Dawson attorney T. Gamble, who is representing the Terrells, said the dispute involves a “multitude of issues.”

Gamble said Kim Terrell went to zoning administrators in November 2006 and fully disclosed her plans to build a shelter housing a large number of dogs and wanted to make sure it would not violate any codes before purchasing the property.

“They told her she could go forward with plans to purchase the home and house the animals,” Gamble said. “She is within all zoning regulations, according to Lee officials who have been out to the property 10 to 20 times over the past few years.”

Gamble said Lee officials responded to notice complaints and found that the dogs did not reach a decibel level higher than what ordinances allow.

Gamble suggested that the problems surfaced when Brittany Plantation was developed more than a decade ago by George McIntosh. Gamble said a company called Regional Engineering Group, acting as an agent for McIntosh, came before the commission in 2001 asking that the 140-plus acres for Brittany Plantation be rezoned from agricultural to residential.

Gamble csaid McIntosh already had sold 14 acres from the Brittany Plantation to the Terrells and that acreage should not have been presented for rezoning because neither McIntosh nor Regional Engineering Group controlled those acres.

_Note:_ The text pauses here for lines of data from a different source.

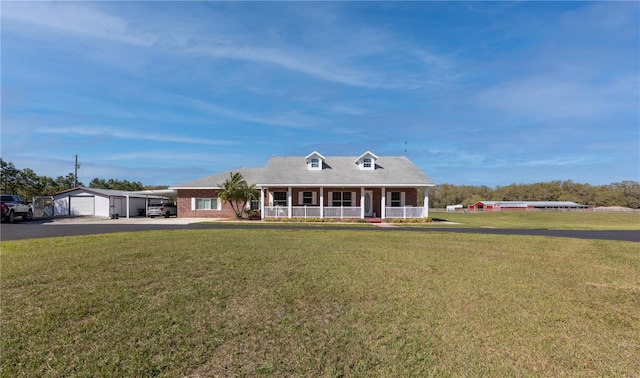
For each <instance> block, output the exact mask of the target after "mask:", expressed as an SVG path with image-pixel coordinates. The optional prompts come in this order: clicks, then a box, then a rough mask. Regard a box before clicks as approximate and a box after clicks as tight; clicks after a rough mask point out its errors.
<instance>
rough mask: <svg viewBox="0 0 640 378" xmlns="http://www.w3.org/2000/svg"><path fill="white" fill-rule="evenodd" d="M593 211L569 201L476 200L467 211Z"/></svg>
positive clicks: (469, 207)
mask: <svg viewBox="0 0 640 378" xmlns="http://www.w3.org/2000/svg"><path fill="white" fill-rule="evenodd" d="M513 210H516V211H518V210H519V211H593V206H590V205H580V204H577V203H575V202H571V201H478V202H476V203H475V204H473V205H469V211H513Z"/></svg>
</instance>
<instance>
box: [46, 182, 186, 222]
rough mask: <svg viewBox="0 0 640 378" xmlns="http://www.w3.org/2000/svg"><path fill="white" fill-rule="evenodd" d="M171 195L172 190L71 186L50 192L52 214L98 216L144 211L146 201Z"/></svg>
mask: <svg viewBox="0 0 640 378" xmlns="http://www.w3.org/2000/svg"><path fill="white" fill-rule="evenodd" d="M171 196H175V191H173V190H169V189H166V190H145V191H137V192H132V191H125V190H112V189H96V188H83V187H78V188H73V189H67V190H63V191H61V192H58V193H55V194H54V195H53V216H54V217H56V216H99V217H111V218H119V217H121V216H122V217H126V218H129V217H130V216H139V215H144V214H146V212H147V208H148V206H149V204H154V203H161V202H163V201H166V200H168V199H169V197H171Z"/></svg>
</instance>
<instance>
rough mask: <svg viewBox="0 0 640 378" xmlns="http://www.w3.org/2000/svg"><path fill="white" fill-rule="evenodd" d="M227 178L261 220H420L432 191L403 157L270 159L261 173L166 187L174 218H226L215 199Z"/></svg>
mask: <svg viewBox="0 0 640 378" xmlns="http://www.w3.org/2000/svg"><path fill="white" fill-rule="evenodd" d="M231 172H234V173H235V172H239V173H240V174H242V176H243V177H244V179H245V180H246V181H247V183H249V184H255V185H256V188H257V189H258V190H259V191H260V201H259V203H258V204H256V209H259V210H260V213H261V217H262V218H263V219H264V218H361V219H364V218H366V217H378V218H381V219H386V218H422V217H427V216H428V214H429V212H428V205H429V195H428V193H429V191H428V188H429V187H432V186H434V183H433V181H431V179H430V178H428V177H427V176H426V175H425V174H424V173H423V172H422V171H421V170H420V169H419V168H418V167H416V166H415V165H414V164H413V163H412V162H411V161H410V160H409V159H408V158H407V157H405V156H377V155H375V154H374V153H372V152H370V151H367V152H365V153H363V154H361V155H359V156H326V157H325V156H324V155H322V154H320V153H319V152H317V151H314V152H312V153H310V154H309V155H307V156H282V157H272V158H270V159H269V161H268V162H267V165H266V166H265V167H264V168H238V169H233V170H231V171H227V172H222V173H218V174H215V175H212V176H207V177H203V178H200V179H197V180H194V181H190V182H186V183H183V184H180V185H176V186H172V187H171V188H170V189H173V190H175V191H176V192H177V197H178V216H180V217H220V218H230V217H234V216H235V214H234V212H233V210H232V209H231V207H230V206H229V204H224V203H222V201H220V199H219V198H218V193H219V191H220V189H221V187H222V184H223V183H224V181H225V180H227V179H228V178H229V177H230V173H231Z"/></svg>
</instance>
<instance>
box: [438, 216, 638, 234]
mask: <svg viewBox="0 0 640 378" xmlns="http://www.w3.org/2000/svg"><path fill="white" fill-rule="evenodd" d="M429 215H430V216H431V217H432V218H433V219H434V220H435V221H436V222H434V223H433V225H438V226H445V224H442V223H441V222H443V221H447V222H454V223H457V224H455V225H446V226H447V227H448V226H451V227H492V228H524V229H550V230H638V231H640V212H635V213H589V212H585V213H577V212H537V211H531V212H529V211H526V212H525V211H501V212H486V213H469V214H464V213H430V214H429Z"/></svg>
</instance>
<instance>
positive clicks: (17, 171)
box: [0, 158, 20, 194]
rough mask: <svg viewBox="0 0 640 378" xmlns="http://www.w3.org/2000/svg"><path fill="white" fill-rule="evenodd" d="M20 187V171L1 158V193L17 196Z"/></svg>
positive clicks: (0, 164)
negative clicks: (17, 192) (5, 161)
mask: <svg viewBox="0 0 640 378" xmlns="http://www.w3.org/2000/svg"><path fill="white" fill-rule="evenodd" d="M19 187H20V170H19V169H16V167H15V166H14V165H13V163H12V162H8V163H7V162H5V161H4V160H2V158H0V191H2V193H6V194H17V192H18V188H19Z"/></svg>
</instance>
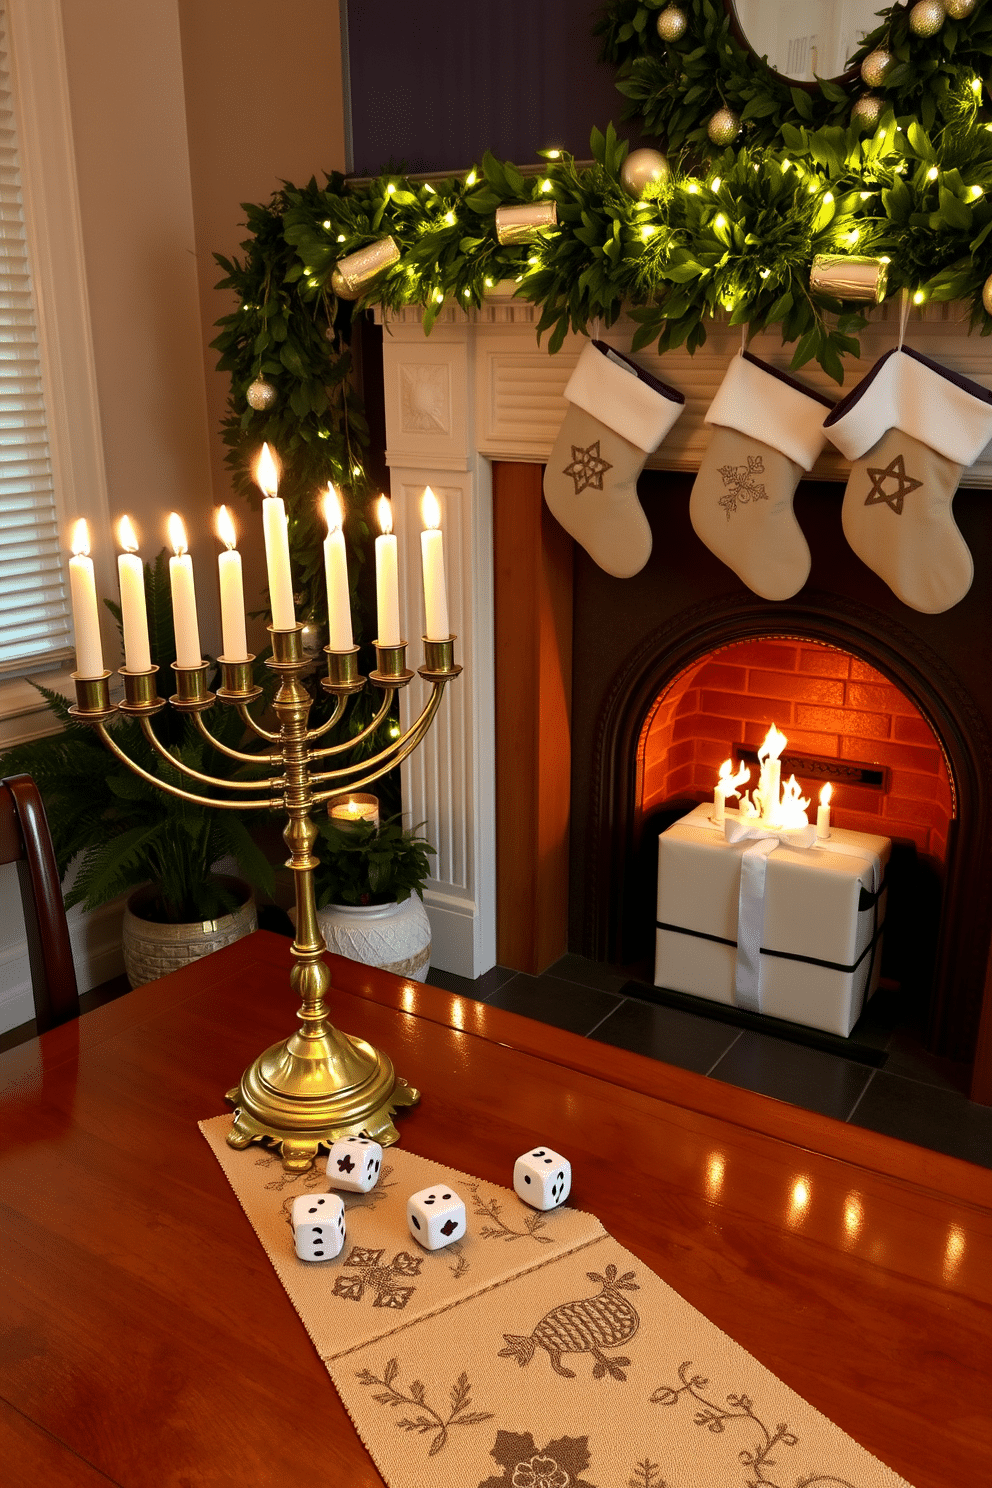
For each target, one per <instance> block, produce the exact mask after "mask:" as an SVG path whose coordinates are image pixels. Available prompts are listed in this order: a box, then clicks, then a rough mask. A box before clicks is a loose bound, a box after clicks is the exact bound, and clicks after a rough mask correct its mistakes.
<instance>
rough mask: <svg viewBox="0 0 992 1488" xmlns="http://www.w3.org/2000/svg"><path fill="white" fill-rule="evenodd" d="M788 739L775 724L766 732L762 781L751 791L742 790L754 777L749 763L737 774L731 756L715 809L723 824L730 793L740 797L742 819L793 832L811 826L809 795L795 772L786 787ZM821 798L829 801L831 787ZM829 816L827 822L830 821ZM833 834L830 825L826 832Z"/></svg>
mask: <svg viewBox="0 0 992 1488" xmlns="http://www.w3.org/2000/svg"><path fill="white" fill-rule="evenodd" d="M787 744H788V740H787V738H785V735H784V734H782V732H781V731H779V729H776V726H775V725H773V723H772V726H770V729H769V731H767V734H766V735H764V740H763V743H761V747H760V748H759V766H760V775H759V783H757V786H754V789H753V790H751V792H750V795H748V792H747V790H741V789H739V787H741V786H744V784H745V783H747V781H748V780H750V778H751V771H750V769H748V768H747V765H741V768H739V769H738V772H736V775H735V774H732V771H733V760H730V759H727V760H724V762H723V765H721V766H720V778H718V780H717V786H715V790H714V809H712V821H714V823H715V824H717V826H720V824H721V823H723V820H724V812H726V802H727V799H729V798H730V796H736V798H738V799H739V808H738V814H739V815H741V818H742V820H747V821H754V823H756V824H757V823H760V824H761V826H764V827H770V829H775V830H782V832H791V830H796V829H797V827H806V826H809V817H808V815H806V812H808V811H809V801H811V798H809V796H803V792H802V786H800V784H799V781H797V780H796V777H794V775H790V777H788V780H787V781H785V787H784V789H782V753H784V750H785V745H787ZM821 801H825V802H828V801H830V793H828V786H825V787H824V795H821ZM828 820H830V818H828V817H827V823H828ZM819 835H821V836H824V835H827V836H828V835H830V829H828V824H827V830H825V833H824V832H821V833H819Z"/></svg>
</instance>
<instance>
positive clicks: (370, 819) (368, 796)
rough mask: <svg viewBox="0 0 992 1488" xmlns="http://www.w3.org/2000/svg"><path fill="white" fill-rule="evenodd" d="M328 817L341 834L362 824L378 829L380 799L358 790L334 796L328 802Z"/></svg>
mask: <svg viewBox="0 0 992 1488" xmlns="http://www.w3.org/2000/svg"><path fill="white" fill-rule="evenodd" d="M327 815H329V817H330V820H332V823H333V824H335V826H336V827H338V830H339V832H350V830H351V829H352V827H355V826H360V824H364V826H370V827H378V826H379V798H378V796H370V795H367V793H366V792H358V790H351V792H347V793H345V795H342V796H332V798H330V801H329V802H327Z"/></svg>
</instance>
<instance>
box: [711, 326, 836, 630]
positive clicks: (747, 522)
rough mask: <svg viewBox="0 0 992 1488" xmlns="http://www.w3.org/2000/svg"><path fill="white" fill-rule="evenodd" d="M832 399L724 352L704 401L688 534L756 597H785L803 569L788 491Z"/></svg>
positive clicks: (797, 581) (801, 579)
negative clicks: (714, 394) (723, 367)
mask: <svg viewBox="0 0 992 1488" xmlns="http://www.w3.org/2000/svg"><path fill="white" fill-rule="evenodd" d="M830 406H831V403H830V400H828V399H825V397H821V396H819V393H811V391H809V390H808V388H805V387H803V385H802V384H800V382H797V381H796V379H794V378H791V376H788V373H785V372H779V371H778V369H776V368H772V366H767V365H766V363H764V362H759V359H757V357H754V356H751V353H750V351H742V353H741V354H739V356H736V357H735V359H733V362H732V363H730V366H729V368H727V372H726V375H724V379H723V382H721V384H720V390H718V393H717V396H715V397H714V400H712V403H711V405H709V411H708V414H706V423H708V424H712V426H714V429H715V433H714V436H712V439H711V440H709V446H708V448H706V454H705V455H703V458H702V461H700V466H699V475H698V476H696V481H695V484H693V490H692V496H690V498H689V516H690V519H692V524H693V528H695V531H696V536H698V537H700V539H702V542H703V543H705V545H706V548H709V551H711V552H714V554H715V555H717V558H720V561H721V562H726V565H727V568H733V571H735V573H736V574H738V576H739V577H741V579H742V580H744V582H745V583H747V586H748V589H753V591H754V594H760V595H761V598H764V600H788V598H791V595H793V594H796V592H797V591H799V589H802V586H803V585H805V583H806V579H808V576H809V548H808V545H806V539H805V537H803V534H802V530H800V527H799V522H797V521H796V513H794V510H793V497H794V496H796V487H797V485H799V481H800V478H802V475H803V473H805V472H806V470H809V469H811V467H812V466H814V464H815V461H817V455H818V454H819V451H821V449H822V445H824V432H822V420H824V412H825V409H828V408H830Z"/></svg>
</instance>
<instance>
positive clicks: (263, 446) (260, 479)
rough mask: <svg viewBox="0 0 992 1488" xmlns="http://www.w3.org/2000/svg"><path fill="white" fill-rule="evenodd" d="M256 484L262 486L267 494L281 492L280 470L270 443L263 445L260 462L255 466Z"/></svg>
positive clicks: (260, 486) (254, 475) (273, 494)
mask: <svg viewBox="0 0 992 1488" xmlns="http://www.w3.org/2000/svg"><path fill="white" fill-rule="evenodd" d="M254 484H256V485H257V487H260V488H262V490H263V491H265V494H266V496H278V494H280V472H278V466H277V464H275V460H274V458H272V451H271V449H269V446H268V445H262V454H260V455H259V463H257V464H256V467H254Z"/></svg>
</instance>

“That land still reverts back to agricultural,” Gamble said. “I think the parts that McIntosh owned was properly rezoned.”

There were a couple of people speaking out at the public hearing who supported the Terrells for their work to save the animals. They also dispute claims on constant loud noises or odors.

After hearing all the comments Tuesday night, county commissioners went into a closed session to discuss pending litigation, presumably the dog dispute. The session last about an hour, at which time commissioners resumed the regular session and immediately voted to adjourn without taking any action.

“It’s in the hands of our attorney now,” said Commission Chairman Rick Muggridge.

Ultimately, it’s likely to be in the hands of a judge and jury.